Reps. Steve Stivers, R-Ohio, and Dutch Ruppersberger, D-Md., on Monday reintroduced their Investing in Our Communities Act, which would reverse changes made during the Tax Cuts and Jobs Act of 2017 that eliminated issuers’ ability to advance refund debt with tax-exempt bonds.

“Municipal financing makes so much of daily life possible; from highways to telecommunications towers, municipal bonds allow for the delivery of services and connections for millions of Americans,” Stivers said. “By enhancing the status of tax-exempt bonds, we’re empowering state and local governments, and saving taxpayers money along the way.”

The bill has 21 Democrat and Republican cosponsors.

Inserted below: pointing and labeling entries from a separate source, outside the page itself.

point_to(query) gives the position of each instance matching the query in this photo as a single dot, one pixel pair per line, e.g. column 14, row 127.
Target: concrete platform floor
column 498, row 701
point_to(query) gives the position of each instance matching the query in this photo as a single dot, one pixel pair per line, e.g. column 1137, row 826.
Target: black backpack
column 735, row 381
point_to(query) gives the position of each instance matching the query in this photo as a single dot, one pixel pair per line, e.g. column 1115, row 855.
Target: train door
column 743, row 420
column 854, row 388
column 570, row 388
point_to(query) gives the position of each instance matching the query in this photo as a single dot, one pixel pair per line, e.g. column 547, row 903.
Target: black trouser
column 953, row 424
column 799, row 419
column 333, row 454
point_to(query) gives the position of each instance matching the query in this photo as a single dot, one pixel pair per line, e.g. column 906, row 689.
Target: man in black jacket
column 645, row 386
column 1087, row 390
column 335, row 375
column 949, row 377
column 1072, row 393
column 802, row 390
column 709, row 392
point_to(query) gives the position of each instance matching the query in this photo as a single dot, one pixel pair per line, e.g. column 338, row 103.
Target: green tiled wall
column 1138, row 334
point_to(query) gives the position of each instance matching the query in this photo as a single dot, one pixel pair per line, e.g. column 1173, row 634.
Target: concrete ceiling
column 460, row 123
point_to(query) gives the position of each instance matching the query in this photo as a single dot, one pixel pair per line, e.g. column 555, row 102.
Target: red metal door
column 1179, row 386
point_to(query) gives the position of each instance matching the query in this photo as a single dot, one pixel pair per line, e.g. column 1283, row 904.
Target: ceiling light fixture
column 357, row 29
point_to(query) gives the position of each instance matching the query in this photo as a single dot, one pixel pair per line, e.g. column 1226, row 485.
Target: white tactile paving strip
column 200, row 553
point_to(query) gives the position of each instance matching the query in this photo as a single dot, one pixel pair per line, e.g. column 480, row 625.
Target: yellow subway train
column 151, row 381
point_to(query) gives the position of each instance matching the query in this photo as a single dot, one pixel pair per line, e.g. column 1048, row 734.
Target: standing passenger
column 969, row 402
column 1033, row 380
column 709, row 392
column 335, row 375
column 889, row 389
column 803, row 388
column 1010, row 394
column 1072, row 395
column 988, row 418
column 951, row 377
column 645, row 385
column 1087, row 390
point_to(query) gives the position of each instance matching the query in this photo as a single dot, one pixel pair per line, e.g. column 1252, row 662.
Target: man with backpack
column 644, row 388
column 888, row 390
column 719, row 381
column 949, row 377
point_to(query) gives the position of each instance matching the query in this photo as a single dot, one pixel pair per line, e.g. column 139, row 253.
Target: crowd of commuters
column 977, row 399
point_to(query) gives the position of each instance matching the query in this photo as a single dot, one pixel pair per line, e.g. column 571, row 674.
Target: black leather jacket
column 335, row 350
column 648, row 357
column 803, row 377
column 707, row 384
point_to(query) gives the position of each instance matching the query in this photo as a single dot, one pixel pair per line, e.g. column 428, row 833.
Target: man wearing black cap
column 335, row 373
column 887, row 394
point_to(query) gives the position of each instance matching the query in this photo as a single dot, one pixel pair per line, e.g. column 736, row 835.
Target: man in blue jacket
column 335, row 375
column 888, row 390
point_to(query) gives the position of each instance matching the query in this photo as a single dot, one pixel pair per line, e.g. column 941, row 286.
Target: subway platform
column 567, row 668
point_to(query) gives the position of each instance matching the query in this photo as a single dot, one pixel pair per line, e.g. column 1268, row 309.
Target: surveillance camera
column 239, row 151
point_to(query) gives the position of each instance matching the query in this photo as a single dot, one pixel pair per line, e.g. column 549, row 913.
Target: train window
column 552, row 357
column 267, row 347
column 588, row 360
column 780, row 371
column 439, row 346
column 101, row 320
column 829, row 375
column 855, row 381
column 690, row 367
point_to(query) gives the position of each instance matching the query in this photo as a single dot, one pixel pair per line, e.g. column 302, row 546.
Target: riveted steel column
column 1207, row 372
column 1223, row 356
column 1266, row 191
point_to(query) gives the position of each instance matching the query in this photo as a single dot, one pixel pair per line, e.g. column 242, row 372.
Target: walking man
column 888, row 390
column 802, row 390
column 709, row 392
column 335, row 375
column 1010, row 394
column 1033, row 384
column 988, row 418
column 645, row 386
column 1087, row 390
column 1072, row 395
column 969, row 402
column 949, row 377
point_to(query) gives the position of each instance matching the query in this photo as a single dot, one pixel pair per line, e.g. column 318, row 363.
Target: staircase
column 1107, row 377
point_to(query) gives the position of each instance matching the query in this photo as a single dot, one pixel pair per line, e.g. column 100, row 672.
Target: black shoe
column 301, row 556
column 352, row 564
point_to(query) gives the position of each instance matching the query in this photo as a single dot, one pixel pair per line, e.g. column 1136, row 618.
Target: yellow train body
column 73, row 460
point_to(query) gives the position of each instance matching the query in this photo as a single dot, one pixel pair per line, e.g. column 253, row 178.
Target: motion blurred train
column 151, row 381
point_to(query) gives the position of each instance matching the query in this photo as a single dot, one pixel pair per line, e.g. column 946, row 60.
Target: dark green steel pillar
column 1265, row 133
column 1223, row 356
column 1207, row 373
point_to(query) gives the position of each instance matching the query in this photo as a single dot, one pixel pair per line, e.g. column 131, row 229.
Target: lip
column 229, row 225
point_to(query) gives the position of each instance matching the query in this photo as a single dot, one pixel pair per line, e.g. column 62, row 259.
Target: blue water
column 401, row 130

Ruppersberger and Stivers are co-chairs of the House Municipal Finance Caucus.

Counties and state governments have been on the frontline of COVID-19, Ruppersberger said, adding “we must do everything we can to help them invest in projects that improve our communities, create jobs and, ultimately, reduce the need to raise taxes.”

In late February, a Senate version of the bill was introduced — the Lifting Our Communities through Advance Liquidity, i.e. the LOCAL Infrastructure Act. That bill also has bipartisan support, introduced by Sens. Roger Wicker, R-Miss., and Debbie Stabenow, D-Mich.

Bipartisan support of tax-exempt advance refunding in both chambers comes days before the Biden administration is expected to roll out the president’s $3 trillion infrastructure proposal in Pittsburgh on Wednesday. The legislation is expected to be two parts — one that deals with traditional transportation projects like roads and bridges and another that addresses domestic priorities such as universal pre-kindergarten and free community college tuition.

Municipal bond provisions are likely to be included in an infrastructure bill. During his confirmation hearing, U.S. Transportation Secretary Pete Buttigieg said he sees a great benefit in restoring tax-exempt advance refunding.

“As mayor few things gave me more fiscal pleasure than to find that we could save taxpayer dollars by refunding previously existing debt especially since we do our accounting on a cash basis,” Buttigieg said in January. “This holds a lot of promise for relief to local governments.”

Last week, Buttigieg highlighted private activity bonds as a way to bring more private investment into infrastructure financing.

He told a House committee that “it would be a mistake to neglect the possibility of mobilizing private capital,” mentioning PABs without prompting by a lawmaker.

PABs allow government entities to borrow on behalf of private parties for certain projects while maintaining the bonds’ tax-exempt status. They often support projects like high-occupancy toll lanes and bridges. They are subject to a $15 billion federal cap which has been pretty much reached at $14.9 billion, according to the Build America Bureau.

Also last week, Buttigieg told CNBC that Build America Bonds had “promise.” Municipal bond advocates have called for a direct-pay bond to not be subject to sequestration.